Oorsprong

Er zijn vele wortels, zoals in Schotland en Frankrijk, maar Engeland is de bakermat van de vrijmetselarij. Daar bloeit in de 17e eeuw de Royal Society, een genootschap van vooruitstrevende wetenschappers, onder wie veel vrijmetselaren. In 1666 woedt in het grotendeels houten Londen ‘the Great Fire’, een brand die 80% van de stad in de as legt. Voor de wederopbouw in steen komen vanuit heel Europa bouwlieden en architecten naar Londen.

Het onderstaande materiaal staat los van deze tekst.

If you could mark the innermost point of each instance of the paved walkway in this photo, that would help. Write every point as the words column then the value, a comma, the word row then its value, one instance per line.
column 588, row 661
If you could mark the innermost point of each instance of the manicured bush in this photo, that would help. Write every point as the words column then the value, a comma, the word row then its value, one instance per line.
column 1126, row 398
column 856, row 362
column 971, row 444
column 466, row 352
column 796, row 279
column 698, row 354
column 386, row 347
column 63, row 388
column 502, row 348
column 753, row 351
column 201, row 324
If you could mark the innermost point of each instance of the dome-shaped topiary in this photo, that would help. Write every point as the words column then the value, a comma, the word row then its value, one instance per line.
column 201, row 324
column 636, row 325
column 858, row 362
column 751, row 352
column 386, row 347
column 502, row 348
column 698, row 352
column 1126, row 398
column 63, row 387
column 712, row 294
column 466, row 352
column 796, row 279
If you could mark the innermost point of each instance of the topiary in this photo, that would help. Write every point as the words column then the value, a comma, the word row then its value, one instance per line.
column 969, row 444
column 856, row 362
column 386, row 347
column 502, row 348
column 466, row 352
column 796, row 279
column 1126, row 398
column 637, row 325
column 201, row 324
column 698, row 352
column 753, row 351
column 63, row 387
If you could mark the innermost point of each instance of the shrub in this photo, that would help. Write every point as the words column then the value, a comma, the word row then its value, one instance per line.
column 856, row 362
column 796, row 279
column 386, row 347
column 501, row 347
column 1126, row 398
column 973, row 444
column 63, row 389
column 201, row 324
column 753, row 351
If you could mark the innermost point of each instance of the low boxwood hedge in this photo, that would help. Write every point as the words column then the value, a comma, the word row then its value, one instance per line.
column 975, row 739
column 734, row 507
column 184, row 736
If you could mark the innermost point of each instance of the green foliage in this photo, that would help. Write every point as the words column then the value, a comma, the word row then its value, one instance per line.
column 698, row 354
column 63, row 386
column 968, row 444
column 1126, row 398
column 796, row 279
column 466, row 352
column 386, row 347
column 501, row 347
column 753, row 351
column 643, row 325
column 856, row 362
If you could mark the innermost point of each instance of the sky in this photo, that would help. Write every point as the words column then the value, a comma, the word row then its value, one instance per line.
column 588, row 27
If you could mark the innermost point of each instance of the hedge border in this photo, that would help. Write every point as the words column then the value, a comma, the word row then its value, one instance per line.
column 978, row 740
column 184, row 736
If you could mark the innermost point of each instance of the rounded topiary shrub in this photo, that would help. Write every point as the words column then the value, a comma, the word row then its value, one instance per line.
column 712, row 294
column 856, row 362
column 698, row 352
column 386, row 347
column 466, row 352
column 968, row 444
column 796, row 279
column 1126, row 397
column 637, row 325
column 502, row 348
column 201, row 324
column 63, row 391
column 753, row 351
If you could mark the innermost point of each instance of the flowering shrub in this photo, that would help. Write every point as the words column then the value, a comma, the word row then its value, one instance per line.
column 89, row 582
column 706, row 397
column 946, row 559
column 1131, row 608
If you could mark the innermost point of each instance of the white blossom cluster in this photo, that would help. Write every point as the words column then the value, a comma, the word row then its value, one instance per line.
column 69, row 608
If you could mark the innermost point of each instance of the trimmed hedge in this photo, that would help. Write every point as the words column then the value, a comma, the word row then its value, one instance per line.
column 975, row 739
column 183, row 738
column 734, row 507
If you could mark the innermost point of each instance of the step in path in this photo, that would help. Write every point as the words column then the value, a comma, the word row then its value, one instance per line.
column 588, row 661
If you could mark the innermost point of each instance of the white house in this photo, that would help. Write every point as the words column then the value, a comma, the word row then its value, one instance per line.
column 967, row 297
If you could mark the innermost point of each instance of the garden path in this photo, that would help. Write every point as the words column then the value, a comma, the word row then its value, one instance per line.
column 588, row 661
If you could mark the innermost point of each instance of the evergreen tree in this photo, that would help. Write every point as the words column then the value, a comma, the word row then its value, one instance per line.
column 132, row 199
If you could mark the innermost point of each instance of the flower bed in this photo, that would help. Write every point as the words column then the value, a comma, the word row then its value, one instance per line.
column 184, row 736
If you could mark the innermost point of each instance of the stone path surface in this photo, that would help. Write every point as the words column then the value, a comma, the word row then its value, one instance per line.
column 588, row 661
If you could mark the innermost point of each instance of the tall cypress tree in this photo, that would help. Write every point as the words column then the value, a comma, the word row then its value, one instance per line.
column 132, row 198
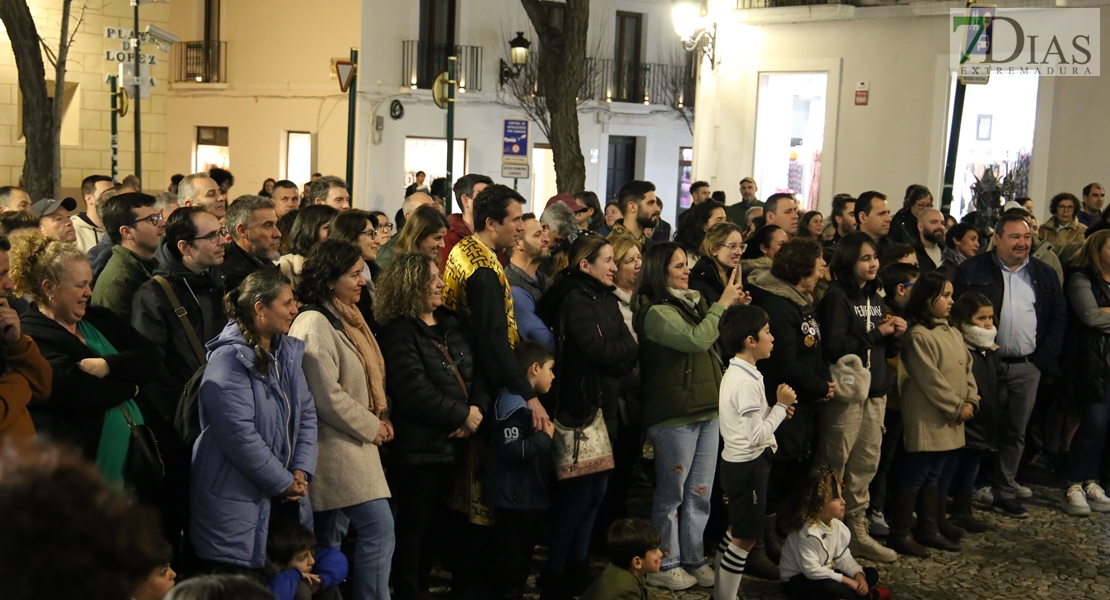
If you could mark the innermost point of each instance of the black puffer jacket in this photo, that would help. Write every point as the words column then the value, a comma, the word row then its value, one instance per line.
column 704, row 278
column 981, row 431
column 77, row 405
column 596, row 348
column 426, row 399
column 844, row 324
column 201, row 295
column 796, row 360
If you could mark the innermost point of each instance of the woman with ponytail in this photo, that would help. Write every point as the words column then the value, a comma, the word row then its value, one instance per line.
column 258, row 447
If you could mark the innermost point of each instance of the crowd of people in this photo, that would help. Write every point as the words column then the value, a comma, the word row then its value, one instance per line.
column 299, row 394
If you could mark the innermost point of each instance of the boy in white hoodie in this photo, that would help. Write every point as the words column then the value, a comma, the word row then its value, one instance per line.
column 747, row 427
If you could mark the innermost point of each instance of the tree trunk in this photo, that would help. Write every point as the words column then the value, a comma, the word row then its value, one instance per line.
column 59, row 102
column 562, row 73
column 38, row 164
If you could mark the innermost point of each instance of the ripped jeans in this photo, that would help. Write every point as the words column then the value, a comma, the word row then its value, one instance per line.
column 685, row 463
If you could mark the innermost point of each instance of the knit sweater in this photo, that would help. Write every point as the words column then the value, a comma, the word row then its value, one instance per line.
column 818, row 551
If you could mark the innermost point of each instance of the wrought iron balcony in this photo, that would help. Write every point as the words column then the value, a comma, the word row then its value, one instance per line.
column 422, row 62
column 200, row 62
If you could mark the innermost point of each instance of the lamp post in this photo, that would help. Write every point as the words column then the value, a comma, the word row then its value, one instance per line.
column 518, row 53
column 695, row 30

Op Sint-Jansdag (24 juni) in 1717, wordt in Londen door vier loges de eerste overkoepelende Grootloge opgericht. Dit wordt gezien als de geboortedatum van de moderne vrijmetselarij. Daarna groeit de vrijmetselarij onstuimig. Mensen hebben even genoeg van alle politieke twisten en godsdienstoorlogen. In 1734 komen vrijmetselaren al bijeen in Den Haag, waar in 1756 tien loges zich aaneensloten tot de ‘Groote Loge der Zeven Verenigde Nederlanden’. Deze benaming werd in 1817 gewijzigd in de ook nu nog geldende: Orde van Vrijmetselaren onder het Grootoosten der Nederlanden.